I have a "best practices" question, concerning indexing.
I have to index phone numbers, which I normally format the column for an integer. I could separate the number into multiple columns: areacode, suffix, prefix, country code. But since I have to account for international numbers, and the numbers get kinda funny in certain countries, I prefer to keep one column.
So my question is, should I keep the column data saved for integers, characters, or varchars?
I do strip out anything non-int related, so varchar is probably not needed.
I have to provide the searching ability for my clients, thus I need to index the number.
If all the phone numbers were from the US, then I'd separate the columns, but I'm catering to the international too.
So I'm curious about the indexing part, and other people's practices in this arena. Is it best to index with integers (for something like this), or does it even matter.
As a side note, the phone numbers are not going to be all the same length. Which is why I ask about formatting the column structure in char or varchar.
thanks guys!!
How large is the table expected to be? The reason I ask is that indexes on ints are going to be smaller, obviously, but on a small table this isn't a major consideration. Using varchar gives you more flexibility to do things like "...WHERE phonenumber like '415%' etc., at the cost of a larger index. If the table is quite large, and the box it runs on is at all memory-constrained, you can run into the situation where your index doesn't fit into memory, sending queries against that index into swap hell. This can be exacerbated by your choice of storage engine: InnoDB prefixes every index with the primary key, for example, which can bloat your indexes if your PK is on a wide field or fields.
Phone numbers can include # and *, so I would recommend against using integers.
Also the international prefix is + this is to support international prefixes regardless of country you are in.
e.g. in South Africa you need to prefix the country code with 09; in Europe the prefix is 00.
To make the numbers work everywhere you replace the international prefix with + and your cellphone will replace this with the local prefix for dialing abroad.

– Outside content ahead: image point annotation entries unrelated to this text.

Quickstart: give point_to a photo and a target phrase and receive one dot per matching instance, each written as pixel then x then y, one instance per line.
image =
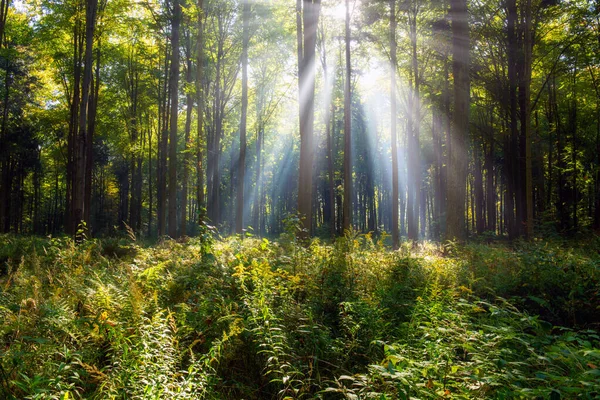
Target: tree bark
pixel 348 129
pixel 457 168
pixel 393 122
pixel 174 92
pixel 307 30
pixel 239 220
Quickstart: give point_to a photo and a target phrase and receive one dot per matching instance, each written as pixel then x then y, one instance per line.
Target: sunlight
pixel 337 12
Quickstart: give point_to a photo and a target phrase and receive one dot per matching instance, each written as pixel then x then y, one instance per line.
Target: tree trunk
pixel 307 30
pixel 81 143
pixel 187 139
pixel 239 219
pixel 394 118
pixel 457 168
pixel 347 129
pixel 174 93
pixel 200 111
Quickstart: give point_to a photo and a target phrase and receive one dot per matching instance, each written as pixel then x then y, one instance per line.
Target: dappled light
pixel 275 199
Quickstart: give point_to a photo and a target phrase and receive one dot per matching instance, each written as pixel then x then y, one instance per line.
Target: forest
pixel 276 199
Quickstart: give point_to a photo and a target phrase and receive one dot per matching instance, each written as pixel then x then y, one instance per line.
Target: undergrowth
pixel 255 319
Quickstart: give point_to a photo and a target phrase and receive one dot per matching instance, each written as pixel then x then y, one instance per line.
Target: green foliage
pixel 250 318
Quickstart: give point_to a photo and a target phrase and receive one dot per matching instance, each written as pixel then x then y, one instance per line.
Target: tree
pixel 347 129
pixel 457 167
pixel 174 93
pixel 307 23
pixel 393 111
pixel 239 221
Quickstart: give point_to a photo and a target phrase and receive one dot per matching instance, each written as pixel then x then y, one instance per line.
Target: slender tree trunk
pixel 478 188
pixel 174 92
pixel 200 111
pixel 394 118
pixel 163 141
pixel 307 31
pixel 239 220
pixel 81 143
pixel 348 129
pixel 93 108
pixel 457 168
pixel 187 139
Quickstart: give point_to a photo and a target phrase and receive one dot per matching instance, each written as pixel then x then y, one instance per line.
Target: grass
pixel 256 319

I'd use a varchar for phone numbers.
Furthermore, I'd use an integer auto_increment as primary key and use the phone number as secondary key, in order to keep performance on InnoDB snappy.
Also remember that people can 'share' a phone number, so it's not guaranteed be by unique.
Related
I'm taking the Meta Data Engineer Professional Certificate and I was just given this prompt in a lab:
Mr. Carl needs to have a new table to store the contact details of each customer including customer account number, customer phone number and customer email address.
You are required to choose a relevant data type for each of the columns.
Solution:
Account number: INTEGER
Phone number: INTEGER
Email: VARCHAR
Prior to reading the solution I selected VARCHAR(10) as the datatype for storing phone numbers as I thought they should be treated as string data. My reasoning is that there's no reason to perform any sort of mathematical operation on a phone number, and they're often typed with other characters like "(" or "-".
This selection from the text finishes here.